Nereye gittiği belli babamın yanına gitmişti ondan hesap sormak içindir kesin. Anneanneme bir şey demedim üzmemek için on yaşından beri görmüyordum onu özlemiştim deli gibi. Ben daha dikişlerim alınmadığı için yatarken anneannem de saçlarımı okşuyordu. Sonunda kapı çaldığında dedem gelmiştir diye hemen kapıyı açtım. Kapıyı açmamla dedem olmadığı için yüzüm asılmıştı ama karşımda güzel aşırı güzel bir kız vardı. Onu şöyle güzelce süzdüm sarı saçlı boyu benim boyumla bir ela gözlü bir kızdı. Üstünde ise dizinin biraz üstünde biten bir tişört vardı erkek tişörtü olduğu çok belliydi ona elbise gibi olmuştu. Sonunda onu süzmeyi bitirip yüzüne baktım oldukça samimi duruyordu.
-Kimsiniz?
-Eee şey ben karşı komşunuzun sevgilisiyimde. Burada değildim yeni geldim. Ona sürpriz yapmak istiyorum çok sevdiği pastadan yapıcaktım ama şeker kalmamış sizden bu tabağa şeker koymanızı isteyecektim.
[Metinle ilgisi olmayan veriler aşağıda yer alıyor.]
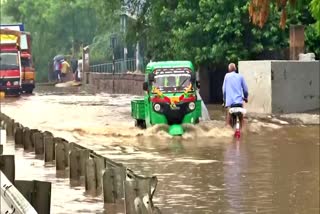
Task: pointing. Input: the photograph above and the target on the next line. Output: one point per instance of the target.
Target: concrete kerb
(101, 175)
(61, 153)
(27, 144)
(38, 140)
(49, 148)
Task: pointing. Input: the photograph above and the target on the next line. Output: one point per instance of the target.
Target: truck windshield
(9, 61)
(25, 62)
(172, 82)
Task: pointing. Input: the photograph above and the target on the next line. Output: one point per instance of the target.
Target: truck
(170, 97)
(10, 62)
(28, 70)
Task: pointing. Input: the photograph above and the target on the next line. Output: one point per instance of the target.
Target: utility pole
(123, 23)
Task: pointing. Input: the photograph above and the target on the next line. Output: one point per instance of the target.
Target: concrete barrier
(49, 148)
(27, 144)
(7, 166)
(38, 193)
(38, 140)
(138, 195)
(18, 136)
(61, 153)
(101, 175)
(75, 166)
(12, 201)
(90, 177)
(113, 184)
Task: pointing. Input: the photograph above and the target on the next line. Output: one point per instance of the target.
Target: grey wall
(281, 86)
(117, 84)
(257, 75)
(295, 86)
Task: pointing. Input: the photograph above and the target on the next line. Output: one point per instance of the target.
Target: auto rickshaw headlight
(192, 105)
(157, 107)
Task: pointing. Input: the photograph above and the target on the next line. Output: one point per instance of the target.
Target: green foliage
(204, 31)
(219, 31)
(315, 10)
Bu sırada elinden tabağı almak için ona yaklaşmıştım. Kokusu... Kokusu bana o kadar tanıdık gelmişti ki kesinlikle bu kokuyu tanıyordum. Tabağı elinden aldım arkamı dönüp mutfağa doğru ilerledim şekeri koyup geri döndüm tam kıza uzatacaktım ki onun sesini duydum.
-Senem!
Demek ki onun sevgilisiymiş.
-Aşkım.
Kanıtlandı işte onun sevgilisiymiş. Bir anda gelen şokla tabağı elimden düşürdüm ama onlar bunun farkında bile değildi kocaman sarılmışlar öylece duruyorlardı. Sanki koca dünyada sadece ikisi varmış gibi gözlerim dolmuştu. Hemen arkamı döndüm bu sefer de Tuğçe bana üzgün bir şekilde bakıyordu. Onu sevdiğimi zannediyordu ama ben sevmem ki sevemem ki anneme söz verdim ben. İçeri geçip arabamın anahtarını alıp dışarı fırladım beni rahatlatan bir yere gitmem gerekiyordu. Yaram çok acıyordu ama takmadım arabama binip radyodan şarkı açtım ve arabayı beni rahatlatan çiçeklerle dolu alana sürmeye başladım.
Tuğçe'nin ağzından...

4 saat sonra...

Deliricem gerçekten deliricem bu kız daha yeni ameliyat oldu nereye gider? Dikişlerini patlatacak mal kız.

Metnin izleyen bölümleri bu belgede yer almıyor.